During that writing session he produced “The Enormous Radio,” inspired by the Cerebra Chamber, and “Goodbye, My Brother,” the latter of which he counted amongst his best stories. His apt yet tragic choices of imagery, scene and dialogue were so strong he destroyed fifty-six typewriters that night, every single one that I owned. He would obliterate many more, until I made two special ones out of adamantium. I stitched him a bespoke suit of ink-resistant blue with gold trim. Prose had emerged.

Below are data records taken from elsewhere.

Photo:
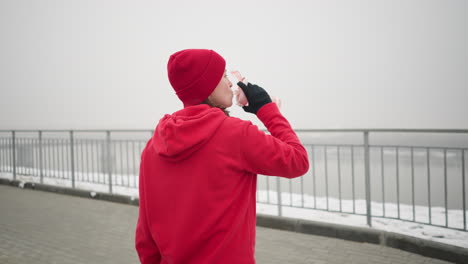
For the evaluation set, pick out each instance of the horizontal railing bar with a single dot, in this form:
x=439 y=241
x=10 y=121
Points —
x=79 y=130
x=380 y=130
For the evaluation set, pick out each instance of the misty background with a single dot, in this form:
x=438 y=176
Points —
x=101 y=64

THE ACCIDENT IN THE BATHTUB
BY THE DANGER ROOM

Although I am one of Earth’s most powerful telepaths, I’m still confined to a wheelchair. Getting around the X-Mansion can be tough. On the day of Prose’s accident, I was watching the ‘55 New York Knickerbockers’ playoff game against the Celtics . . . in my mind. Basketball has always calmed me, which is why I eventually installed a court by the swimming pool. I must have dozed off because Dragonfly, a capable mutant who, as her name suggests, could summon dragonflies, woke me up saying that Prose hadn’t attended workshop. Telepathically, I scanned the grounds. Prose was facedown in the bathtub by the Danger Room on sub-level four. Knowing that it was impossible for students to access the lower levels (Prose must have figured out my password), I had been using the tub to make a special batch of my famous X-Gin. By the time we took the elevator and activated the hand, voice, and retinal scanners, Prose was dead.

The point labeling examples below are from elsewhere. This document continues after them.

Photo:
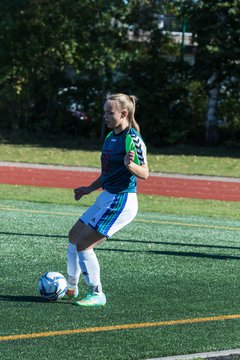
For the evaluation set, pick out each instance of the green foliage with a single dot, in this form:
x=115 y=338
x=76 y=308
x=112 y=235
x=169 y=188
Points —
x=102 y=46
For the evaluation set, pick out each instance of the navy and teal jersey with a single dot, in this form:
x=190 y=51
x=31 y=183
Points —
x=116 y=178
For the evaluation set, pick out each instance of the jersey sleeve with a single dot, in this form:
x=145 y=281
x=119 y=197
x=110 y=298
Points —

I cradled him in my arms. I screamed “no” for a long time into the heavens. I took him into the medical labs and started reviving him using every power within me. His mind retained his writing talents, but my X-Gin and his X-Gene had fused together. This hybrid mutation changed his work. A deeper sense of dread suffused the pages. Unfortunately, it also turned him into an alcoholic. I never took a sip of X-Gin again.

BATTLE WITH BARTHELMISMO

Years later, during a routine writing session in New York City, Prose was attacked by his nemesis, Barthelmismo, frequently shortened to Mismo, alias Donald Barthelme. A postmodern experimentalist, Mismo had published work in the New Yorker during the same time as Prose, but thought the magazine wasn’t big enough for both voices. He struck Prose with fragmented verbal collages, flash fiction, and a surrealistic protuberance. Prose countered with verisimilitude, sharp descriptions, and his trademark suburban suffering. After the mutants had weakened each other, the painful revision process of the fight began. They sharpened sentences and started cutting each other. Unmarked pages lay everywhere. The mutants grew weak. Summoning up one last bit of energy, Prose faced his palms together a few inches apart. One could hear the build-up of narrative voice from miles away. It sounded like a locomotive whistle being played backwards. A three hundred and sixty eight page manuscript formed between his hands. It was entitled The Wapshot Chronicle. Prose fired it out and struck Mismo in the face. Mismo retreated, vowing to one day create a novel with that kind of force.

Prose returned to the X-Mansion a changed mutant. He had won a National Book Award for his fight against Mismo, but I could tell the X-Gin had taken an even stronger hold. Life was different at my school too. I had found the mutants I had been looking for, ones with real evil-mutant-busting powers: optic blasts, cyrokinesis, and flight. Prose called my new recruits comic book versions of mutants. Though I tried to persuade him otherwise, he felt like he didn’t fit in. He got a house nearby in Ossining, twenty minutes away from the X-Mansion, raised a non-mutant family, and continued to write. Every now and then he came back to visit Rake. Apparently, they were lovers.

The last time I saw him he was receiving a lifetime achievement award at Carnegie Hall, just before his death. He told the audience, “A page of good prose remains invincible.” He meant it in the most literal way possible.